Ich kenne einige, die jetzt bis Ostern kein Fleisch mehr essen, keinen Alkohol mehr trinken und die Finger von Süßigkeiten lassen. Wahrscheinlich nimmt man dadurch auch ab, aber das ist wohl nicht das Entscheidende. Es geht eher darum, zu verzichten, ganz bewusst, nicht weil man sollte, sondern weil man es kann. Und weil man sich dadurch vielleicht auch Kraft und Mut holen kann, um sich auf das Wesentliche zu besinnen und lernt zu unterscheiden: zwischen dem, von dem man sich trennen kann (weil es Ballast ist, den man mit sich rumschleppt), und dem, was einem wirklich wichtig ist, auf das man nicht verzichten möchte, von dem man sich nicht trennen kann.
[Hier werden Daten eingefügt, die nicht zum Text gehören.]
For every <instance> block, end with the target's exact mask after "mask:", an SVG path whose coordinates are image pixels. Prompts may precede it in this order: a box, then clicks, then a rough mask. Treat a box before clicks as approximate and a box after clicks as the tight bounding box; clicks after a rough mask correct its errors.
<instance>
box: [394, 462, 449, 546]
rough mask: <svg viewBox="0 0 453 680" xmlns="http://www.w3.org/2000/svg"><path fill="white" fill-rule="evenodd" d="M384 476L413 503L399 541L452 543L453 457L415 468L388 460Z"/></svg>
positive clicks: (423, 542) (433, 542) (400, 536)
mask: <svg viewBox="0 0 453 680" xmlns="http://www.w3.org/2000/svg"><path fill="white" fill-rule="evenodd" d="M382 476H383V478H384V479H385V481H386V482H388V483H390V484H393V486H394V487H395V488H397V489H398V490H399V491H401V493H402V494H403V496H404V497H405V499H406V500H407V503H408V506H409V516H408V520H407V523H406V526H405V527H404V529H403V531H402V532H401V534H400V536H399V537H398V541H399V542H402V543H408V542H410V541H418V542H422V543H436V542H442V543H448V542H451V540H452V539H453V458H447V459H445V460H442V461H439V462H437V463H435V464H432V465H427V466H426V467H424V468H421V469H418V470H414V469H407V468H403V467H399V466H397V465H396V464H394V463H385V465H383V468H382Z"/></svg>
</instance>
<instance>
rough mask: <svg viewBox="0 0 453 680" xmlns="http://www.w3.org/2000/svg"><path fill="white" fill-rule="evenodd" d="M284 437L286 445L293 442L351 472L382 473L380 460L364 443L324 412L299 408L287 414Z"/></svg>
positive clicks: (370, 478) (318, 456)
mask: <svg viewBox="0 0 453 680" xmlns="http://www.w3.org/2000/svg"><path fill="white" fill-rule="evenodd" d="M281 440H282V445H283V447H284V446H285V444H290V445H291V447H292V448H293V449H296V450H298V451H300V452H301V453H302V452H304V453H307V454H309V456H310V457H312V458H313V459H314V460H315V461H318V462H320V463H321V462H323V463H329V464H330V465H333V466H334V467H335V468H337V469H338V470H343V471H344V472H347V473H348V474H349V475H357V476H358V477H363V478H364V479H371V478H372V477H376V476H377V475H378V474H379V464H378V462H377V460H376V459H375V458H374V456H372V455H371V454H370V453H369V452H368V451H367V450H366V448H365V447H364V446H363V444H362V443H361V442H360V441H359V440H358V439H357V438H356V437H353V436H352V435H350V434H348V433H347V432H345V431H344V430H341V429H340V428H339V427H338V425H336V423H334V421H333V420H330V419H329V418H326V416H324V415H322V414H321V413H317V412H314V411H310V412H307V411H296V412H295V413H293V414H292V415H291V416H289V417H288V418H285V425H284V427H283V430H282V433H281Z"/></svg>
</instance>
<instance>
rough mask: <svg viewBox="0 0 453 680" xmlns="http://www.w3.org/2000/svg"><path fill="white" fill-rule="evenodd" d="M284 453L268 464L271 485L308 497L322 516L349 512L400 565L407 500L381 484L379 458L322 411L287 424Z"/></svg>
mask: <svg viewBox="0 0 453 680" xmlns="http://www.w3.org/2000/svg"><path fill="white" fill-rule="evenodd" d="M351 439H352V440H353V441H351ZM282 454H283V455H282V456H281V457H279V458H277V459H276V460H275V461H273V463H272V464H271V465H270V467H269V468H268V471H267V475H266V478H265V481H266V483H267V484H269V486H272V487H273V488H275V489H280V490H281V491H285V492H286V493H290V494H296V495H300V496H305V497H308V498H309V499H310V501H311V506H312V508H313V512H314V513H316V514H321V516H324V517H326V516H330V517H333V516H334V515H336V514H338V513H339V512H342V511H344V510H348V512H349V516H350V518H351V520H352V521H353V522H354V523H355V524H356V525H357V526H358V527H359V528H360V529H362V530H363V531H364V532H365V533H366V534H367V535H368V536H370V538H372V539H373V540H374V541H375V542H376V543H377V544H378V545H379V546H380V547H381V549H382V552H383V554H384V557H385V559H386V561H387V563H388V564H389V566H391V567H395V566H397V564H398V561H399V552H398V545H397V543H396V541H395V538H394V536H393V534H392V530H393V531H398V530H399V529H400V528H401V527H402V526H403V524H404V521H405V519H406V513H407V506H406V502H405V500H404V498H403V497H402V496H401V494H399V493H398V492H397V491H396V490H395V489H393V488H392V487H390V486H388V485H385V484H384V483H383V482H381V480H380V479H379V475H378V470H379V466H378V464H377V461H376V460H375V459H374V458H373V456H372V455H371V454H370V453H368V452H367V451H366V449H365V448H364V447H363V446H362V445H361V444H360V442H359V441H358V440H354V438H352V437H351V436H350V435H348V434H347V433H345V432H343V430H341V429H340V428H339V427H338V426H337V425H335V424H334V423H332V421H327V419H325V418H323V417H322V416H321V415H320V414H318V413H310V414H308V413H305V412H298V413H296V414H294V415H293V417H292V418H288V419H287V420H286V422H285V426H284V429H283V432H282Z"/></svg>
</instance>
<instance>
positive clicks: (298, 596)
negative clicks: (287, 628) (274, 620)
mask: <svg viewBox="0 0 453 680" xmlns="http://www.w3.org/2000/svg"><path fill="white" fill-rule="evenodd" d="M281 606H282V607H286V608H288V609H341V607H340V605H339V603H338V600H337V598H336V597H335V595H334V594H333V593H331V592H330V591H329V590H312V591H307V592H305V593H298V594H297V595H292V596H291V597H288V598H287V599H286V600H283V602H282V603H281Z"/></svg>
Kein „Wetten, dass...?“ oder schlechte Krimis

Ich habe weder Übergewicht noch gesundheitliche Probleme, meine Ernährung ist ausgewogen, aber dennoch mache ich mit bei „Sieben Wochen ohne“, das habe ich mir gerade überlegt. Sieben Wochen werde ich also auf folgendes verzichten: „Wetten, dass...?“ schauen; heimlich schlechte Krimis lesen; in Jogginghose den Müll wegbringen; nicht ans Telefon gehen wenn es klingelt; bei Fußballspielen im Fernsehen auch die Vor- und die Nachberichte gucken; „gleich“ sagen obwohl ich „später“ meine.

Ansonsten bin ich eigentlich ein anständiger Mensch.